Si en “Los Motivos de Rafferty” Pohl sugería que dejáramos de preocuparnos por un mundo sin trabajo, quizá en “Espero al Psicólogo” trataba de asegurarnos de que no habría peligro en una sociedad en la que todo el mundo estaba moderada pero continuamente “colgado”. Consideradas conjuntamente, ambas historias parecen ser un experimento intelectual para tantear los límites de la moralidad tradicional: en una época en la que casi todo el mundo tenía que trabajar duro o morir de hambre, tal vez tenía sentido estigmatizar la ociosidad; y condenar el consumo de drogas cuando éstas son tóxicas y adictivas. Pero si tenemos máquinas para hacer el trabajo y una droga que no es venenosa ni adictiva, quizá esas restricciones morales ya no deberían aplicarse al haber perdido su utilidad.
Sin embargo, si esta era la intención de Pohl, la historia no lo refleja así. El narrador es el único que parece conservar la sensatez mientras que el resto pierden el sentido de la realidad y cae en un estado de absoluta indolencia que, podemos suponer, desembocará en una sociedad incapaz de atender las necesidades materiales de sus miembros. Puede que el chicle en sí no sea adictivo, pero sí lo es la sensación de felicidad que suscita.

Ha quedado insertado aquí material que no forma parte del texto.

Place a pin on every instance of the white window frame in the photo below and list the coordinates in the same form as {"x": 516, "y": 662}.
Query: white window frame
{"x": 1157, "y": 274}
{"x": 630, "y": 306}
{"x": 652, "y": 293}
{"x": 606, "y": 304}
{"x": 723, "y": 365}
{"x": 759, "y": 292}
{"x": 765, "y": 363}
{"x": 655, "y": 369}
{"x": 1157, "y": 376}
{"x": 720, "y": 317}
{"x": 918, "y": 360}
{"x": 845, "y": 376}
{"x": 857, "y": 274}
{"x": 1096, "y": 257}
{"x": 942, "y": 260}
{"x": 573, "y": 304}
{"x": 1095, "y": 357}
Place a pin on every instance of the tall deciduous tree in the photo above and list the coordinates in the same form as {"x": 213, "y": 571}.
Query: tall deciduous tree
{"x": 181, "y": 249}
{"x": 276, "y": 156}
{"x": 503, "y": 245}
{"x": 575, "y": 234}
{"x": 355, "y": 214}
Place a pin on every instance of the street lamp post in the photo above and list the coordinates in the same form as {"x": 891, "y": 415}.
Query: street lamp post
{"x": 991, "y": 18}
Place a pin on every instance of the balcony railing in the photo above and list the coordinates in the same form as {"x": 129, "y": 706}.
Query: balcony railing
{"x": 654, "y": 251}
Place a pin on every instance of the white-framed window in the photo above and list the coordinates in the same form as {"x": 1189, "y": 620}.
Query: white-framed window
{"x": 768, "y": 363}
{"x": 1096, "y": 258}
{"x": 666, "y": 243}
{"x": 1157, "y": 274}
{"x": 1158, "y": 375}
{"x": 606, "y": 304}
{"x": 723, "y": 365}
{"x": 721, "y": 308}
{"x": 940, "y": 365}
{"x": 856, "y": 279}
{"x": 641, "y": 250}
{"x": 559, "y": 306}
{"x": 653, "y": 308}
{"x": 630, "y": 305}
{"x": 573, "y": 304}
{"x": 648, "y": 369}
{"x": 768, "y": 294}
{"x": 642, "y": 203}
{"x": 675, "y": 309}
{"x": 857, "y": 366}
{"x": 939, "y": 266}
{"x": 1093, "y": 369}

“Corrientes Alternas” nos ofrece un interesante vistazo a la CF e ideología de Pohl en su primera etapa a través de un puñado de historias muy variadas que incluyen todo tipo de conceptos y tropos (invasores alienígenas, magia, viajes en el tiempo, apocalipsis nuclear, sociedades distópicas, realidades falsas, superhombres, inmortales y viajes espaciales) sobre los que se construyen sátiras y acerbas críticas a nuestra naturaleza y sociedad humanas.